Alkaline Non-Cyanide Zinc Plating:

The initial alkaline non-cyanide zinc plating solution processes were associated with a great number of problems and difficulties.  This in part came from the lack of experience and knowledge about the chemistry of deposition.  Also the ease with which zinc could be deposited from a cyanide electrolyte really challenged the finisher with a steep learning curve.  From general bath control (zinc and caustic concentrations) , tendency to contaminate easily (particularly organic brightener occlusion which imparted brittleness and subsequent blistering) to the necessity of enhanced cleaning cycles due to the absence of cyanide which was a natural cleaning agent all presented the plater with a tall order of challenges.  In comparison with cyanide systems, non-cyanide alkaline zinc baths have a narrower range of optimum operating zinc concentrations. Bath efficiency was very much dependent upon concentration of zinc and caustic and their ratios.  Much of the research and development done over the past 30 years and the subsequent product developments have all but eliminated many of the major problems associated with alkaline non-cyanide zinc plating.  Today zincate plating is a highly successful process and commercially viable.
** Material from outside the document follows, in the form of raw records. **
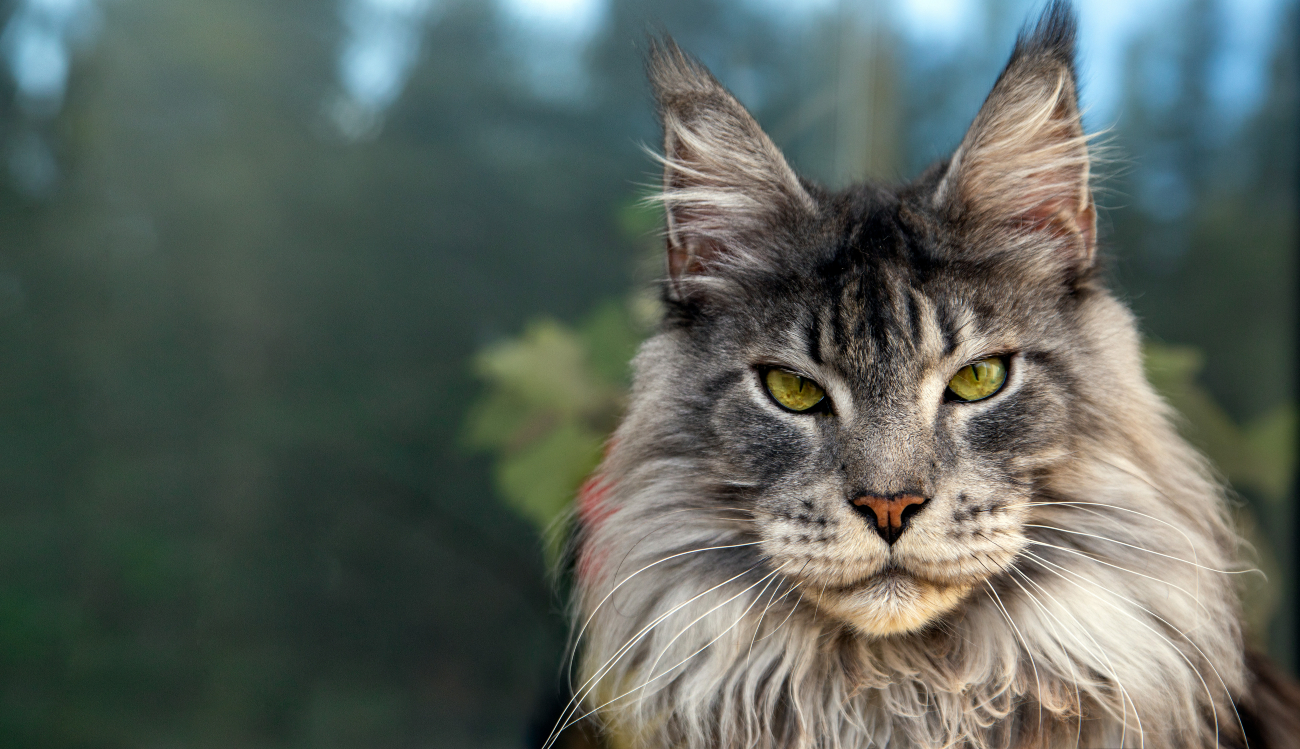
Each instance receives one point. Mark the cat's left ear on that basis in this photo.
(1019, 178)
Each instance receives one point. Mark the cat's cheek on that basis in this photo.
(767, 447)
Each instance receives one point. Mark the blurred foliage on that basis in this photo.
(554, 395)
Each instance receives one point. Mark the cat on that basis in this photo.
(891, 473)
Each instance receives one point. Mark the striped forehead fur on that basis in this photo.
(1067, 580)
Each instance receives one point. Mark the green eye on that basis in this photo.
(793, 392)
(979, 380)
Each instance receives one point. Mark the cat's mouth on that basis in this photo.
(892, 600)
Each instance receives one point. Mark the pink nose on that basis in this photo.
(889, 514)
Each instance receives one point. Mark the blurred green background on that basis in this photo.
(313, 315)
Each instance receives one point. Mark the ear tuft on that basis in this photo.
(1022, 172)
(723, 178)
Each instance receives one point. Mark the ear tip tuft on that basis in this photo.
(1052, 37)
(671, 70)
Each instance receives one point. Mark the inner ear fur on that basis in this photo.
(723, 177)
(1021, 174)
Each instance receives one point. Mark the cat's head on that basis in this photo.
(876, 382)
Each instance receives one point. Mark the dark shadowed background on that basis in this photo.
(313, 315)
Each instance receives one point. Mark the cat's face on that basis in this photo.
(880, 319)
(818, 338)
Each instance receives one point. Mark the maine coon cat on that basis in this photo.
(892, 475)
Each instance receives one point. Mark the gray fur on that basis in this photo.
(1069, 578)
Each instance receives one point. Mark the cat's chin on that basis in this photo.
(893, 602)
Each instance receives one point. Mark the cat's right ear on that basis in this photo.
(724, 180)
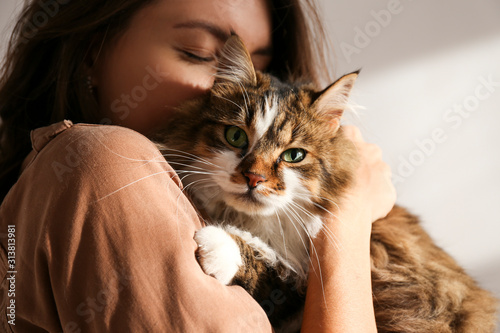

Today’s systems require simple control of both caustic and zinc and the addition of additive systems which support a significantly wide range of operating parameters.  Furthermore processing lines have been enhanced to include the cleaning capabilities necessary for  alkaline plating.  Additive chemistries along with the development of chromate conversion coating (primarily trivalent in nature) have enhanced the appearance of the deposit and rendering it aesthetically pleasing.  In most cases the appearance will compete with acid zinc plating, which will be discussed next.


Acid Zinc Plating

The acid zinc plating processes and the technology development in this area have substantially changed the face of zinc plating since the 1970’s. More than 50% of all zinc plated today is done from an acid electrolyte.  While we use the term acid zinc, the reality is that while done at an acid pH (typically 5-6) this is just slightly below the neutral pH of 7 and does not represent an extremely acidic solution.

There are basically three types of chloride zinc baths in commercial application today.  These are based on the electrolyte composition.  In the first case and this represents the initial baths developed, the electrolyte was zinc chloride and ammonium chloride.  They have the advantage of being able to be operated at high current density, but the ammonium ions act as complexing agents for nickel and copper in waste streams and can require extensive waste treatment procedures.

The second development was the all potassium chloride electrolyte which was used in conjunction with boric acid.  This system overcame the waste treatment issues .  High current density burning were a bit more sensitive in this electrolyte and the dependence on a good organic additive system became essential.

The next system was a modification of the all potassium system by the inclusion of a small percentage of ammonium ion which eliminated the need for boric acid.  The lower amount of Ammonium Chloride t (typically 20% of the total chloride) minimized the waste treatment issues.  Consideration however should be give if the Plater has nickel and or copper plating effluent which is treated in a common waste treatment facility.

In general however acid zinc plating offers the following advantages:

  • Waste disposal is minimal with precipitation of effluent zinc  at a pH of 8.5-9.0.
  • Current efficiencies are high (in excess of 90%) even at high current densities.
  • Because of the nature of the organic additives, outstanding specular brightness can be achieved.
  • Chromate conversion coatings are readily accepted and provide a wide range of color and corrosion resistance properties.
  • Cast iron, malleable iron, heat treated and carbonitrided parts which are almost impossible to plate in alkaline plating solutions, are readily plated in an acid electrolyte solution.
  • Power requirements are reduced because of the overall efficiency.
  • Hydrogen embrittlement is reduced.